Dean claimed her constitutional free speech rights were violated when she and other cheerleaders were barred from the field until after the national anthem was played, effectively silencing the group. Dean was not invited to rejoin the squad the following year. Four other cheerleaders who knelt with her had already graduated.
The ban was implemented after the cheerleaders knelt in solidarity with former San Francisco 49ers quarterback Colin Kaepernick to protest police brutality. The suit alleged that Earl Ehrhart, then a powerful Republican state legislator who is now CEO of the lobbying arm of Atlanta law firm Taylor English Duma, and Cobb County Sheriff Neil Warren conspired to pressure Olens into taking action to forestall any more public protests.
Dean's counsel, Bruce Brown, had contended in the suit that Ehrhart and Warrant engaged in a conspiracy driven by racial and political animus to deprive Dean of her civil rights in violation of the federal Ku Klux Klan Act of 1871.
But Batten ruled the defendants' conduct in trying to shut down the public protests “was not so invidious as to lump it together with the odium of racism prevalent during the post-Civil War era and thus subject them to liability” under federal civil rights statutes. “[The]defendants' conduct bears little resemblance to conspiratorial persecution on the basis of immutable characteristics by the KKK,” the judge concluded.
In dismissing Dean's racial animus claims, Batten held that the “mere fact” a plaintiff is black “is insufficient to support an inference of racial motivation.” The judge also embraced the defendants' contention that their objections to the kneeling cheerleaders was “non-racial and cuts against Dean's contention that [the] defendants were motivated based on her race.”
Instead, Batten suggested the defendants' complaints and efforts to bar cheerleaders from kneeling during the national anthem were “at least in their view, patriotic.”
“Dean's complaint demonstrates that defendants [Ehrhart and Warren] acted in spite of, rather than because of, Dean's race—or the race-based issues she was protesting,” the judge wrote. “Without a greater causal connection between race and [the] defendants' actions, Dean's contention must be rejected.”
And, the judge added, “A non-black person may participate, protest, and sympathize with Dean's cause—indeed, police brutality affecting a class of Americans troubles Americans across the ethnic spectrum.”
The judge also gave short shrift to Dean's argument that she suffered discrimination by the sheriff and Ehrhart because of her political class. Batten called such a class “indeterminate” and suggesting that, “It could include any number of persons who sympathize with victims of police brutality, or affiliate with the Black Lives Matter movement.”
Ehrhart and Warren “were exercising their own First Amendment rights when they spoke their minds to the KSU administration about their opposition to Dean's protest,” Batten said. “And their only discernible motive was their view that the flag and the anthem should be respected, and that what Dean and the other cheerleaders were doing was, in their mind, disrespectful.”
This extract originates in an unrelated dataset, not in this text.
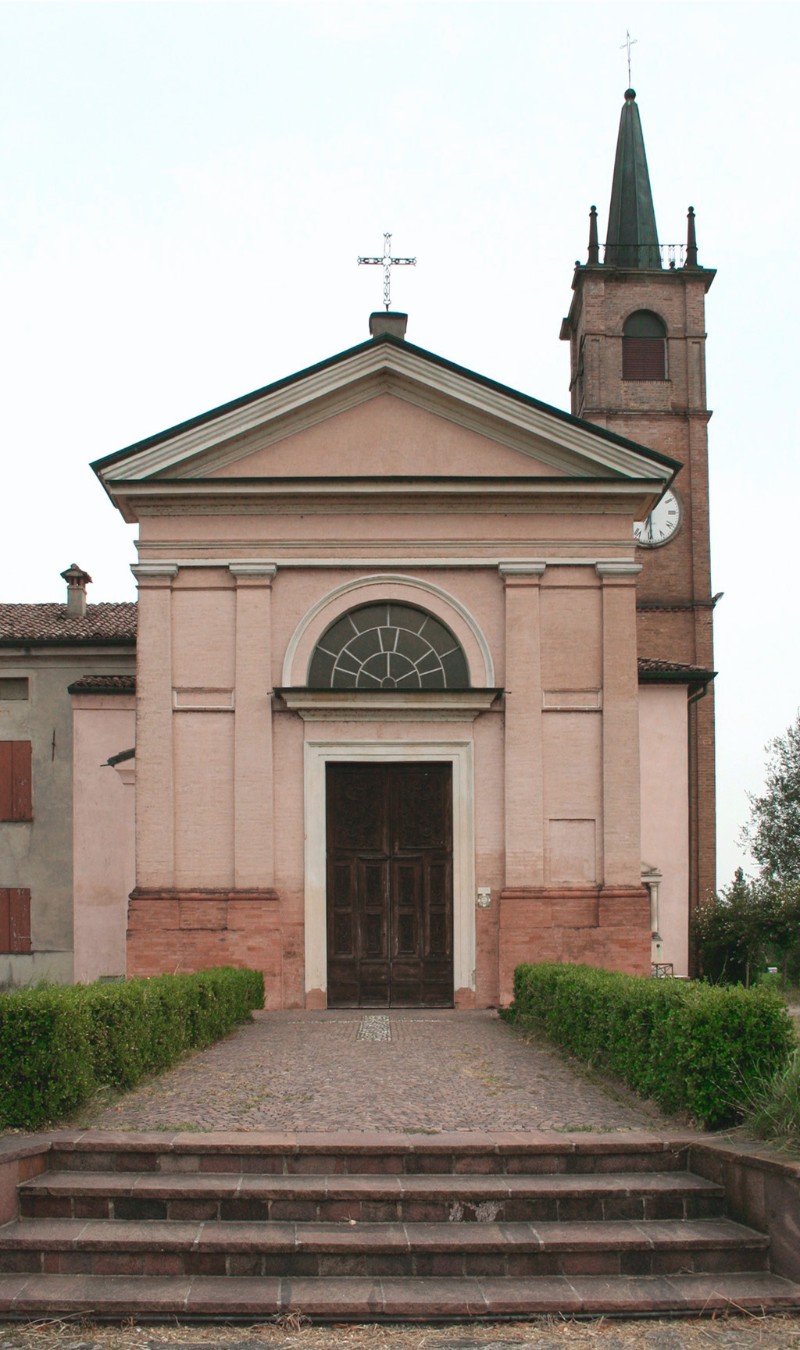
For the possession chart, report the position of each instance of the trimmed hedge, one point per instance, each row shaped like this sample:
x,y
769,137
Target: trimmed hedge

On Thursday, Warren applauded the ruling. “Everyone as an American citizen does have the right to protest for what they believe in but we also have the right to disagree and stand up for what we believe in,” the sheriff said.
Dean's counsel, Brown, said Batten's ruling “raises a number of potentially appealable issues which we may need to address after trying the case against the KSU defendants.”
Olens could not be reached. But Olens' counsel, Richard Gignilliat of Atlanta's Elarbee Thompson Sapp & Wilson, called Batten's ruling “encouraging,” even though Olens and the other KSU defendants were not accused of any Klan Act violations. He said Olens' legal team is “still assessing” the ruling.